This case presents the issue of whether guardianship commissions and attorneys’ fees of an attorney appointed guardian of the property of mentally incompetent Medicaid recipients constitute available income under the Maryland Medicaid Assistance Program, specifically whether such fees qualify as a personal needs allowance.
We shall hold, con
trary to the conclusion of the Circuit Court for Baltimore City, that they are not.

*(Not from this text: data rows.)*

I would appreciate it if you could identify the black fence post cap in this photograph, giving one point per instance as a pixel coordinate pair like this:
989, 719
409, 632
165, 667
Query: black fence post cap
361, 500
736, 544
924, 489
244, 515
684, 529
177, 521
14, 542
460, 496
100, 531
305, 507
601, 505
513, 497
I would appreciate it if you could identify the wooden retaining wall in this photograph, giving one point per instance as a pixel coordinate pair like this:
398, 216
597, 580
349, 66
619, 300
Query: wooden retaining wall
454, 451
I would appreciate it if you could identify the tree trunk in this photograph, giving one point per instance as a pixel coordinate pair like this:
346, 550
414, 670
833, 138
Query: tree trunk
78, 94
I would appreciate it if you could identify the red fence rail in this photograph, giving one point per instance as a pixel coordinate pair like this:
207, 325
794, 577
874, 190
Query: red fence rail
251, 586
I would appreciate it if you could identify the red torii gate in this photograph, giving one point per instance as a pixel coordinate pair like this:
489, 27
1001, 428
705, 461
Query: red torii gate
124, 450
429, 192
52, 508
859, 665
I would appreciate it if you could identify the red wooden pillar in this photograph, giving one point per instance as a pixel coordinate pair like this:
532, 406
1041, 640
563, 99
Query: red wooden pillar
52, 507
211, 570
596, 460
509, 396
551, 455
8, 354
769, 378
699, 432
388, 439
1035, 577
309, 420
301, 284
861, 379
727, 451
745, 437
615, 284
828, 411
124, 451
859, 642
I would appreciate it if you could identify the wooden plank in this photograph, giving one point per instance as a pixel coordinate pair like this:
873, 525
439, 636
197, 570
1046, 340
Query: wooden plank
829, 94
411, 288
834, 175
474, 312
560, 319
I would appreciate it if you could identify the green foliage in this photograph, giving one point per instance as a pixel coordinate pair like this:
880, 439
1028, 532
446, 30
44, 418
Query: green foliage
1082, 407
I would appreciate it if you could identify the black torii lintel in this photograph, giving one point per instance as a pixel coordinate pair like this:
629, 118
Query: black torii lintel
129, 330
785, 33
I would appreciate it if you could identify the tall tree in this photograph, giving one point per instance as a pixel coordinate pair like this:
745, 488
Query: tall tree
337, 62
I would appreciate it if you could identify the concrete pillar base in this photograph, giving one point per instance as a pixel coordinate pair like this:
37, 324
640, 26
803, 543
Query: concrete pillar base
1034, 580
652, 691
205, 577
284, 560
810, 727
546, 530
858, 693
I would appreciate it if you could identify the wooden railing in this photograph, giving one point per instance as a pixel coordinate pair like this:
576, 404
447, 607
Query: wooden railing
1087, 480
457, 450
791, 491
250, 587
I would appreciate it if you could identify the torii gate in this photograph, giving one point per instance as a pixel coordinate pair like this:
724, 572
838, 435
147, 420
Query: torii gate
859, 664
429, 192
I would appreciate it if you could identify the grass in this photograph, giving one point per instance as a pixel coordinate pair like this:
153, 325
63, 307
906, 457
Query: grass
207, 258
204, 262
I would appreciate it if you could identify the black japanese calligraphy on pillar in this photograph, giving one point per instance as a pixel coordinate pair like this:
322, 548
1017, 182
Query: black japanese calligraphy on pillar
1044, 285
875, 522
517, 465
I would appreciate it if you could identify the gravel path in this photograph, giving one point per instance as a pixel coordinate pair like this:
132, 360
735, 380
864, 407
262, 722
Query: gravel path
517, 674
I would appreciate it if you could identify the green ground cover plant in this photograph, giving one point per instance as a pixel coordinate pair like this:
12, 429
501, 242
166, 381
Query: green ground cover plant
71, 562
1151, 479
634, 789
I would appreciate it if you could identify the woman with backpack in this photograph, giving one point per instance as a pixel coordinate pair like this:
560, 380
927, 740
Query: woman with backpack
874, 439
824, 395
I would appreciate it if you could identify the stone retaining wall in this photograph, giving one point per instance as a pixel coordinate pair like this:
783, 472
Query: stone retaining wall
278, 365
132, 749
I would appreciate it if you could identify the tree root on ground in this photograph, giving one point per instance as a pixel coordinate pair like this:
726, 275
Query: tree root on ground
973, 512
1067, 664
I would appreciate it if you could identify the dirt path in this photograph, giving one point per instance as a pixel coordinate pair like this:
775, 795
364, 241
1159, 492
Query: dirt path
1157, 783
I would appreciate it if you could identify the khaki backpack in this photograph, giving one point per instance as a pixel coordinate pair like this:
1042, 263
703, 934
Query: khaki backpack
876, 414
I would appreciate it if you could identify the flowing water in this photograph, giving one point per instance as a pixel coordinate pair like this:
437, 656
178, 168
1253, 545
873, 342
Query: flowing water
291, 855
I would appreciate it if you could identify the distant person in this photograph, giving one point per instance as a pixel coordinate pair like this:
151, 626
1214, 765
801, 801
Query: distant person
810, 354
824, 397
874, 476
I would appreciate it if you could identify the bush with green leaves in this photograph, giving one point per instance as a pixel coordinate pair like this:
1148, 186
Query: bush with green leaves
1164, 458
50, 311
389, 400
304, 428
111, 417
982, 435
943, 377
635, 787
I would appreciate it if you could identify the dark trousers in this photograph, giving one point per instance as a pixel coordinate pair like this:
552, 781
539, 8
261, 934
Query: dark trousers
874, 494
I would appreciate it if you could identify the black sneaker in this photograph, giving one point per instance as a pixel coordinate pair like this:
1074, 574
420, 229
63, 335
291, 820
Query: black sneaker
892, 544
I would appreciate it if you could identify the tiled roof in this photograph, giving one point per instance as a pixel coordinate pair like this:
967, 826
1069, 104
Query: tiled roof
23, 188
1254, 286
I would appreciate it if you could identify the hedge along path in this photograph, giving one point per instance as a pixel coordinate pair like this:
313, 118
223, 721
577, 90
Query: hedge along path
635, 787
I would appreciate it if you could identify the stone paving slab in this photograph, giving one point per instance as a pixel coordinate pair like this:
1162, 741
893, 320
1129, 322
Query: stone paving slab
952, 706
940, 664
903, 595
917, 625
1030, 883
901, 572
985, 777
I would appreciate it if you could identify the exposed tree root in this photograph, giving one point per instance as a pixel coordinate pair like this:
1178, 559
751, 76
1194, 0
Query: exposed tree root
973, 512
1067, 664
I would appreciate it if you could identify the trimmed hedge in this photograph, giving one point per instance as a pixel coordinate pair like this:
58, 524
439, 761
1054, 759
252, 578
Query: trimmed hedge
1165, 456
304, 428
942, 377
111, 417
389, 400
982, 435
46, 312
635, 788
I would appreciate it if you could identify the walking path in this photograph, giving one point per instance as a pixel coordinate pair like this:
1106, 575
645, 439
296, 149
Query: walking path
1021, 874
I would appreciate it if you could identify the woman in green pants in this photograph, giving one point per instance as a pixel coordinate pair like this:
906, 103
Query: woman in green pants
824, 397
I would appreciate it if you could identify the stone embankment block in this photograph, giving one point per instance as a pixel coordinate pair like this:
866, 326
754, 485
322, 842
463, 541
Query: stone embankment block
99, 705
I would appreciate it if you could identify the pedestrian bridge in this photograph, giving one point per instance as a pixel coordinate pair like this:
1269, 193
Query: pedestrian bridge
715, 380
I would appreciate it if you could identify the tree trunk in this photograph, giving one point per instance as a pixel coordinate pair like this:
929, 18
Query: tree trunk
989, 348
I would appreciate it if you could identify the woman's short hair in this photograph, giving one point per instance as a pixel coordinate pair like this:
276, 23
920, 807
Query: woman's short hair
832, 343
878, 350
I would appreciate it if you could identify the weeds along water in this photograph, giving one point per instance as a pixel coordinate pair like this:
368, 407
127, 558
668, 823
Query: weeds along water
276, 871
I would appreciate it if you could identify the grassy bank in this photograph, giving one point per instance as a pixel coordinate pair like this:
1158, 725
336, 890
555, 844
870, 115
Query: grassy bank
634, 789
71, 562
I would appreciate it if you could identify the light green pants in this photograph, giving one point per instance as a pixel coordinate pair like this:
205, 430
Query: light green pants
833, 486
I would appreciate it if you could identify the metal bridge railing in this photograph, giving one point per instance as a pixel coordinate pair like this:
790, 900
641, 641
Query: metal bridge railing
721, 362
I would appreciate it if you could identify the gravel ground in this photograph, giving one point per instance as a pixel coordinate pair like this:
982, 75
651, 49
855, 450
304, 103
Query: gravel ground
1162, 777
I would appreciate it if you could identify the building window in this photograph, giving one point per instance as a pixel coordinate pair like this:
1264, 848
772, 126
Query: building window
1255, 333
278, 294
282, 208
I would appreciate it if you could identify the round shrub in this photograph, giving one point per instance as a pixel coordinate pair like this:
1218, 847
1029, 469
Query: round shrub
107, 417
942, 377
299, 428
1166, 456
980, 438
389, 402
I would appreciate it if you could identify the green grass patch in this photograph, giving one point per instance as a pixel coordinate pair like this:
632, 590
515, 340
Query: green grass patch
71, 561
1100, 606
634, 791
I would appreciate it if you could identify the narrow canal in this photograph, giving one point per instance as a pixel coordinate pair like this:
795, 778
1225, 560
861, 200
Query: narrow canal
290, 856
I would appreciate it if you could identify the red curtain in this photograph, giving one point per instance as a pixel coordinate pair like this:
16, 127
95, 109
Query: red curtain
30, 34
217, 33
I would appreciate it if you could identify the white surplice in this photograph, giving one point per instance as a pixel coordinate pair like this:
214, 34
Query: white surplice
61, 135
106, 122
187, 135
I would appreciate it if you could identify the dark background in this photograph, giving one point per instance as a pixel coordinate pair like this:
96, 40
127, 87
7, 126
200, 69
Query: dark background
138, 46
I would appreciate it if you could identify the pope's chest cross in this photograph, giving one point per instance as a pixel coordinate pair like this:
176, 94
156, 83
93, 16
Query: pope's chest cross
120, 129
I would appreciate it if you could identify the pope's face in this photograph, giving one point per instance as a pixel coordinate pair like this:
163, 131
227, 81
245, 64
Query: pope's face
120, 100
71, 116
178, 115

The Medicaid program, a jointly funded collaboration between a State and the federal government providing medical assistance to low income persons unable to afford to pay for their medical care, is a voluntary program, in which a State may elect, but is not compelled, to participate. 42 U.S.C. § 1396 et seq.; 42 C.F.R. §§ 430-456. When a State elects to participate in the Medicaid program, it is required to develop, and submit for federal approval by the Health Care Financing Administration (hereinafter “HCFA”), the federal agency that administers the Federal Medical Assistance Program, 42 U.S.C. § 1396, a State Medicaid Plan for the provision of medical assistance that complies with the Medicaid Act and the regulations promulgated by the Secretary of the Department of Health and Human Services. 42 U.S.C. § 1396; 42 C.F.R. § 430-456. If HCFA approves the State plan, then the State qualifies for federal funding. After the plan receives federal approval, alteration of it without federal approval, would jeopardize its federal funding. 42 U.S.C. § 1396(c).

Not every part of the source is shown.